The most commonly used index usage rules (dry goods)
Article directory
I. Overview
In the previous articles, the principle of indexing and the structure of B+ tree were explained in detail. Today, based on this, let’s talk about some places where indexes are often used in normal development. In this way, everyone will pay attention to these points when writing SQL at ordinary times, thereby improving the performance of the query.
The screenshots of this article are used Explain
. This is used to analyze the execution of SQL statements. Later articles will introduce them in detail. You don’t need to go into details here.
2. Common rules
1. Equivalent matching rules
This is the simplest, that is, the field used in the where condition is the field used when creating the index. When querying, it is directly searched in the secondary index, and then it will match the conditions that are exactly equal to the condition. that key. This is the easiest
2. Leftmost matching rule
Now there is an index like this
ADD INDEX `union_index`(`name`, `age`, `description`) USING BTREE;
When we use the where condition to query, if these three fields are used in the condition, then this joint index can be used. So what about the leftmost match? Let's see the following example:
Example 1:
WHERE description ='sadsad' and age = '32321'
Example 2:
WHERE `name` = 'xxxx' and age = 'xxxx' and description = 'xxxx'
Example three:
WHERE `name` = 'xxxx' and age = 'xxxx'
In the above three examples, only example 1 cannot use the index. Therefore, for the index union_index
( name
, age
, description
), if we want to use it, we need to write the conditions in the order of the index in the where statement.
Special case:
If you have all or part of the fields of the composite index in the where statement, but the order is not sorted according to the leftmost principle, at this time, if the order of the fields in the where condition can be adjusted to use the index, then MySQL will perform a query on the SQL. Optimized so that it can finally use the index
3. Leftmost prefix matching rule
This is easy to understand. Unlike the first full-value matching, as long as the prefix of the value meets the requirements, it does not need to be equal. That is to say 查找某字段以xxx开头的
, the SQL statement is actually the following:
WHERE `name` like 'xxx%'
Because the B+ tree is arranged in order, it is completely possible to search according to the prefix, of course, the premise is that this field is an index field
4. Range matching rules
Compared with the name you can guess, this is actually the use of >
or <
to perform range queries. Like the following:
WHERE `name` > 'xxx111' and `name` < 'xxx999'
This search method is actually very simple, because the leaf nodes of the B+ tree species form a doubly linked list, and then the records in each leaf node form a singly linked list. When we perform a range query, we only need to The two conditions of the query find the "two ends" of the linked list, and then traverse the linked list to return the data back.

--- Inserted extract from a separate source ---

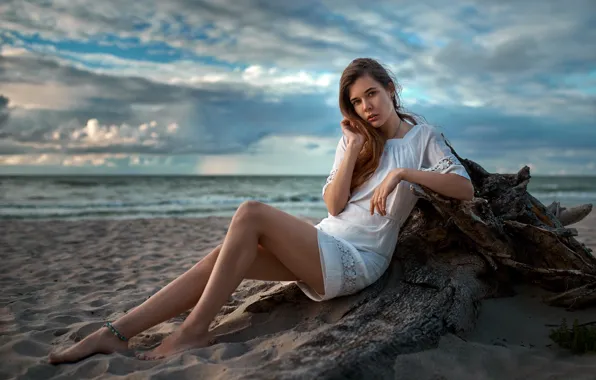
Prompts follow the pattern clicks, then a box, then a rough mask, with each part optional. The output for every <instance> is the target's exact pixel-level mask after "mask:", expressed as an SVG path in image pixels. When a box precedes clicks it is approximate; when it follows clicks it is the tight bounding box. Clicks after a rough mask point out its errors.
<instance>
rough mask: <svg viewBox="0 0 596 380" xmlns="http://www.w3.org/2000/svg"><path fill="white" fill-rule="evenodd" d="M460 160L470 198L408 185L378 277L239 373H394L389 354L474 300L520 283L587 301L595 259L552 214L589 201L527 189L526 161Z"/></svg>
mask: <svg viewBox="0 0 596 380" xmlns="http://www.w3.org/2000/svg"><path fill="white" fill-rule="evenodd" d="M454 153H455V151H454ZM455 154H456V153H455ZM458 158H459V157H458ZM460 160H461V162H462V163H463V164H464V166H465V167H466V169H467V171H468V173H469V174H470V176H471V178H472V181H473V183H474V188H475V197H474V199H473V200H472V201H466V202H461V201H454V200H449V199H446V198H444V197H442V196H440V195H438V194H436V193H434V192H432V191H430V190H429V189H425V188H422V187H418V186H412V191H414V192H415V193H416V194H417V195H419V196H420V199H419V202H418V203H417V205H416V208H415V209H414V211H413V212H412V214H411V215H410V217H409V218H408V220H407V221H406V222H405V224H404V226H403V227H402V231H401V233H400V237H399V241H398V244H397V249H396V251H395V253H394V257H393V260H392V263H391V266H390V268H389V269H388V270H387V272H386V273H385V274H384V275H383V277H382V278H381V279H380V280H379V281H377V282H376V283H375V284H373V285H371V286H370V287H368V288H366V289H364V290H363V291H362V292H360V293H359V294H357V295H354V296H350V297H351V298H352V300H353V302H352V304H351V307H350V308H349V310H348V311H347V312H345V315H344V316H343V317H342V318H341V319H340V320H339V321H337V322H335V323H332V324H329V325H328V327H327V328H325V329H323V330H322V331H320V332H319V333H317V334H315V335H313V338H312V339H311V340H310V341H308V342H306V343H304V344H302V345H300V346H298V347H297V348H296V349H294V350H293V351H291V352H288V353H286V354H285V355H284V356H282V357H280V358H278V359H275V360H272V361H271V362H269V363H268V364H266V365H264V366H261V367H260V368H258V370H256V371H255V372H253V373H247V374H246V377H245V378H259V379H262V378H271V379H283V378H292V379H295V378H304V379H313V378H314V379H348V378H353V379H361V378H375V379H378V378H395V376H394V375H395V374H394V371H393V370H392V366H393V363H394V361H395V358H396V356H397V355H400V354H406V353H412V352H415V351H420V350H424V349H429V348H432V347H434V346H436V345H437V343H438V341H439V339H440V337H441V336H443V335H444V334H446V333H454V334H456V335H457V334H459V333H461V332H465V331H468V330H470V329H471V328H473V326H474V323H475V320H476V316H477V313H478V308H479V301H481V300H482V299H484V298H488V297H495V296H499V295H504V294H511V289H512V285H513V284H516V283H520V282H526V283H532V284H536V285H537V286H541V287H543V288H545V289H548V290H550V291H553V292H556V293H555V294H556V295H555V296H553V297H551V298H549V299H546V300H545V302H547V303H549V304H552V305H556V306H562V307H567V308H583V307H588V306H593V305H595V304H596V258H595V257H594V256H593V255H592V254H591V252H590V250H589V249H588V248H587V247H586V246H585V245H583V244H582V243H580V242H578V241H577V240H576V239H575V238H574V236H576V235H577V231H576V230H574V229H570V228H566V227H565V225H564V224H567V223H562V222H561V220H567V221H569V220H571V221H577V220H579V219H581V218H583V217H585V216H586V215H587V214H588V213H589V212H590V211H591V205H585V206H582V207H580V208H576V209H572V210H565V209H562V208H561V207H560V206H559V205H558V204H553V205H551V206H548V207H547V206H545V205H543V204H542V203H541V202H539V201H538V200H537V199H535V198H534V197H532V196H531V195H530V194H529V193H528V192H527V185H528V183H529V181H530V170H529V168H528V167H523V168H522V169H521V170H520V171H519V172H518V173H517V174H491V173H488V172H487V171H486V170H484V169H483V168H482V167H481V166H480V165H478V164H477V163H475V162H473V161H471V160H467V159H462V158H460ZM578 215H579V216H578ZM582 215H583V216H582ZM299 293H300V291H299V290H298V289H297V287H296V285H294V284H292V285H289V286H286V287H285V288H283V289H282V290H280V291H277V292H274V294H267V295H264V296H263V297H262V299H261V300H259V301H257V302H255V303H254V304H252V305H249V307H248V308H247V310H251V309H252V310H257V311H258V309H259V303H263V302H270V301H271V299H273V298H276V299H277V301H276V302H280V301H279V300H280V299H282V300H283V301H282V302H293V301H292V300H294V299H296V297H299ZM329 302H330V303H331V307H333V304H332V302H333V300H331V301H329Z"/></svg>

5. Leftmost matching rule + equal value matching rule + range matching rule
In fact, multiple rules are used at the same time. Not much nonsense. Let's look at the example directly:
data:
SQL statement:
WHERE `name` = 'AAAAC' AND age < 60 and age > 20
Execution effect:
The principle is very simple. In fact, it still conforms to the leftmost matching principle. Even if the order of name
the age
conditions is changed, it can still be used, because MySQL optimizes SQL so that it can meet the leftmost matching principle. With this premise, index can be used.
First, all matches are found based on the full value match of the first name
field, and then range matching is performed on these data.
3. Summary
The above explains 5 commonly used matching rules. In fact, there is no need to memorize them one by one. You only need to remember the common point of these rules, that is, you can use the B+ tree to search for data. Of course, the premise is that you have to B+ The tree is familiar enough. This is mentioned in my previous article. If you are given some conditions, if you can't use the B+ tree to find it, then MySQL will definitely not.
Familiar, this point has been mentioned in my previous article. If you are given some conditions, if you can't use B+ tree to find it, then MySQL will definitely not.
Personally, the above rules can actually be collectively referred to as " the way to find data with B+ tree ", because this is the essence
Well, the above is the whole content. If there are any questions or comments that need to be added, please point them out, and we can make progress together!